Les destins des hauts dirigeants nazis, notamment à la fin de la guerre, montrent le chaos de l’Allemagne en 1945. Une lettre reproduite de Himmler à sa famille témoigne des tractations pour obtenir une paix séparée avec les Anglo-Américains. Dönitz, désigné successeur par Hitler, agit de même en contactant Montgoméry et Goebbels tente de négocier une capitulation avec les Soviétiques. Des hauts dignitaires nazis fuient grâce à des filières suisses ou vaticanes vers l’Amérique du Sud, alors que des SS brûlent leur uniforme, inutilement car les Alliés savent qu’ils ont leur groupe sanguin tatoué sous les bras.

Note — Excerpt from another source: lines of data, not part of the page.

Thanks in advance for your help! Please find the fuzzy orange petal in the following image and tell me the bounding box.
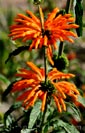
[26,62,43,79]
[52,94,62,113]
[12,79,35,92]
[41,91,47,111]
[26,10,40,24]
[23,85,39,104]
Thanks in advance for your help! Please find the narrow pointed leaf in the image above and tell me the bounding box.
[75,0,83,36]
[4,102,22,126]
[54,119,79,133]
[28,101,41,129]
[2,81,16,100]
[5,46,29,63]
[67,102,81,122]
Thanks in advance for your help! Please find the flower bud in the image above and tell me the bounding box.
[53,54,69,71]
[33,0,42,5]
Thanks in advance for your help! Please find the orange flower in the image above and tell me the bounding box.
[12,62,79,112]
[9,8,79,65]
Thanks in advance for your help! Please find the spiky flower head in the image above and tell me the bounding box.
[11,62,80,112]
[9,7,79,65]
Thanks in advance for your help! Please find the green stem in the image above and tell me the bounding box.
[58,41,64,57]
[38,5,47,133]
[65,0,71,13]
[58,0,71,57]
[38,5,47,82]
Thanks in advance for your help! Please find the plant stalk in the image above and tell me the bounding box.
[38,5,47,133]
[43,47,47,83]
[38,5,47,82]
[58,0,71,57]
[65,0,71,13]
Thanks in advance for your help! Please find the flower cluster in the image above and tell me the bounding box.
[9,7,79,65]
[9,6,80,113]
[12,62,79,112]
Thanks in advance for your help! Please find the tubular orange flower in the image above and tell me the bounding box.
[9,7,79,65]
[11,62,80,112]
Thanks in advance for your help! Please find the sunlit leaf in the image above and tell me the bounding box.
[77,95,85,107]
[4,102,22,126]
[66,102,81,122]
[21,128,33,133]
[28,101,41,129]
[4,115,14,127]
[53,119,79,133]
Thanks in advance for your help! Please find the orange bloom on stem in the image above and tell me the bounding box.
[9,7,79,65]
[12,62,79,112]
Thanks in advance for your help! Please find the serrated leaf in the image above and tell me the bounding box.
[28,101,41,129]
[77,95,85,107]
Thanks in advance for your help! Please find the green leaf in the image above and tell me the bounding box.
[21,128,34,133]
[54,119,79,133]
[66,102,81,122]
[2,81,16,100]
[4,115,14,128]
[4,102,22,126]
[5,46,29,63]
[21,129,30,133]
[28,101,41,129]
[77,95,85,107]
[55,130,66,133]
[5,102,22,115]
[0,74,10,84]
[43,123,49,133]
[75,0,83,36]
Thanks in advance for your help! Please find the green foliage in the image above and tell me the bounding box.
[42,104,80,133]
[75,0,83,36]
[0,74,10,84]
[66,102,81,122]
[77,95,85,107]
[5,46,30,63]
[2,81,16,101]
[28,101,41,129]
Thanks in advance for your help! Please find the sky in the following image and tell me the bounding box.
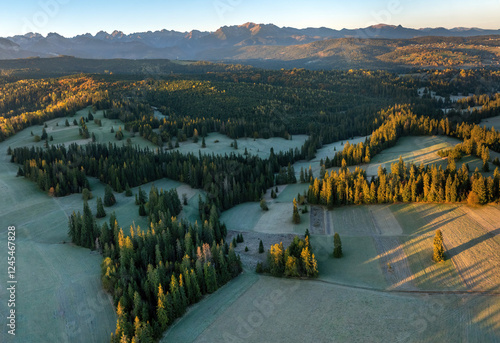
[0,0,499,37]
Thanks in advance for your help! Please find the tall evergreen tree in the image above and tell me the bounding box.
[433,229,445,262]
[96,196,106,218]
[333,233,342,258]
[104,185,116,207]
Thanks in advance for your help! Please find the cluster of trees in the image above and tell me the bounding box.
[309,157,500,207]
[68,185,241,342]
[263,235,318,278]
[11,145,89,196]
[68,201,99,249]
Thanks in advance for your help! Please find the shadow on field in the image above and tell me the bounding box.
[446,228,500,259]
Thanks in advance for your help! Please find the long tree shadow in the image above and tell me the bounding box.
[446,228,500,259]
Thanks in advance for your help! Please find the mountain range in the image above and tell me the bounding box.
[1,23,500,69]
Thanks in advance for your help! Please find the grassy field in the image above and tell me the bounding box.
[2,106,159,152]
[221,201,309,235]
[364,135,459,177]
[480,114,500,130]
[163,274,500,343]
[392,203,500,292]
[293,135,368,179]
[0,144,116,343]
[173,132,308,159]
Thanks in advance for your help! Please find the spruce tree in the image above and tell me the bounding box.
[104,185,116,207]
[433,229,444,262]
[258,239,264,254]
[139,203,147,216]
[333,233,342,258]
[96,196,106,218]
[125,183,132,197]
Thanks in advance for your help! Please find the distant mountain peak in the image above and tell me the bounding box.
[47,32,64,39]
[239,22,258,29]
[2,23,500,62]
[111,30,125,38]
[368,24,397,29]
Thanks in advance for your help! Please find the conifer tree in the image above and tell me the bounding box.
[104,185,116,207]
[96,196,106,218]
[333,233,342,258]
[259,239,264,254]
[433,229,444,262]
[125,183,132,197]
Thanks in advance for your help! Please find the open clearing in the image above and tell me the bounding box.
[164,275,500,343]
[392,203,500,291]
[222,202,310,235]
[293,135,368,179]
[363,135,491,178]
[364,135,459,177]
[480,114,500,130]
[173,132,308,159]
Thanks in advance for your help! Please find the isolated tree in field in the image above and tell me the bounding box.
[271,189,277,199]
[259,239,264,253]
[433,229,444,262]
[292,198,300,224]
[260,198,269,211]
[65,119,70,127]
[104,185,116,207]
[333,233,342,258]
[201,136,206,148]
[96,196,106,218]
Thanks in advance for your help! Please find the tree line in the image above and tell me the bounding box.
[309,157,500,207]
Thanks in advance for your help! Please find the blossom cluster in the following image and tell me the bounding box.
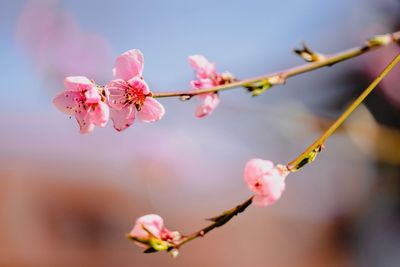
[53,49,229,134]
[53,50,290,255]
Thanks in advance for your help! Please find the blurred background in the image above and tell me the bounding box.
[0,0,399,266]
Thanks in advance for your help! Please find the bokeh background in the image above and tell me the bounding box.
[1,0,400,266]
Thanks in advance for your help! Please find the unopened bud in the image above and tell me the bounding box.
[294,42,325,62]
[221,71,236,83]
[268,75,286,85]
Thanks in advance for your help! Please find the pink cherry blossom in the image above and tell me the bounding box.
[244,158,288,207]
[364,45,400,108]
[53,76,109,134]
[189,55,233,118]
[194,92,220,118]
[189,55,217,79]
[107,49,165,131]
[129,214,179,249]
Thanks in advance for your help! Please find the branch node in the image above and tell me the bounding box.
[367,33,392,47]
[294,42,326,62]
[179,95,192,101]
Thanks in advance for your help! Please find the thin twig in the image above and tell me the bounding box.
[152,31,400,99]
[173,196,254,249]
[287,53,400,171]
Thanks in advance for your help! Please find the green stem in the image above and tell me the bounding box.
[287,53,400,171]
[152,31,400,99]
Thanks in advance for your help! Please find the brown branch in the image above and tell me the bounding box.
[172,196,254,250]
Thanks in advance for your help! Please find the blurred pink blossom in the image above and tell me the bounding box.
[364,45,400,108]
[244,159,287,207]
[106,49,165,131]
[15,0,112,84]
[188,55,224,118]
[53,76,109,134]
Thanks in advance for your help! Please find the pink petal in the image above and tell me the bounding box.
[258,168,285,198]
[110,105,136,131]
[252,173,285,207]
[244,159,286,206]
[106,79,129,110]
[129,214,164,241]
[53,90,80,115]
[75,109,95,134]
[191,78,214,89]
[244,159,274,188]
[252,194,276,207]
[188,55,216,79]
[127,76,150,95]
[64,76,93,91]
[138,97,165,123]
[88,101,109,127]
[113,49,144,80]
[84,87,101,103]
[195,93,219,118]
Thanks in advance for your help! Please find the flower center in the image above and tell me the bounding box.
[211,72,235,86]
[127,84,146,111]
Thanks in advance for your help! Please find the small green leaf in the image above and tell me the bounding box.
[244,79,272,97]
[291,145,322,171]
[251,84,272,96]
[149,237,170,251]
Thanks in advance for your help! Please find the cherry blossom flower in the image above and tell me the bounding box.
[189,55,233,118]
[129,214,180,251]
[106,49,165,131]
[244,158,288,207]
[53,76,109,134]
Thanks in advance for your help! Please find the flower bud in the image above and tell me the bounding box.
[244,159,288,207]
[128,214,181,253]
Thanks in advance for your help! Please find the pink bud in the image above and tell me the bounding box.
[130,214,164,242]
[129,214,178,250]
[244,159,288,207]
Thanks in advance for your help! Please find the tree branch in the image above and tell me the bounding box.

Des utilisations pédagogiques multiples
Ce très bel album permet d’aborder à la fois la Seconde Guerre mondiale, guerre d’anéantissement et la fin d’un totalitarisme de manière originale et très précise en classe de première. La mémoire de la Seconde Guerre mondiale en terminale peut aussi être travaillée grâce à cet album. Jacques Tardi explique comment son père a tenu son carnet, avec de nombreuses imprécisions, au point que le fils part sur les traces de son père en Allemagne pour comprendre son périple et le raconte dans les pages qui suivent la bande dessinée. L’histoire du Pélican de René Tardi montre l’impact de l’album précédent sur les enfants de prisonniers de guerre et la transmission de la mémoire. Un troisième album est prévu, relatant, comme Tardi le fait dire à son père « la suite et mon retour en Allemagne ».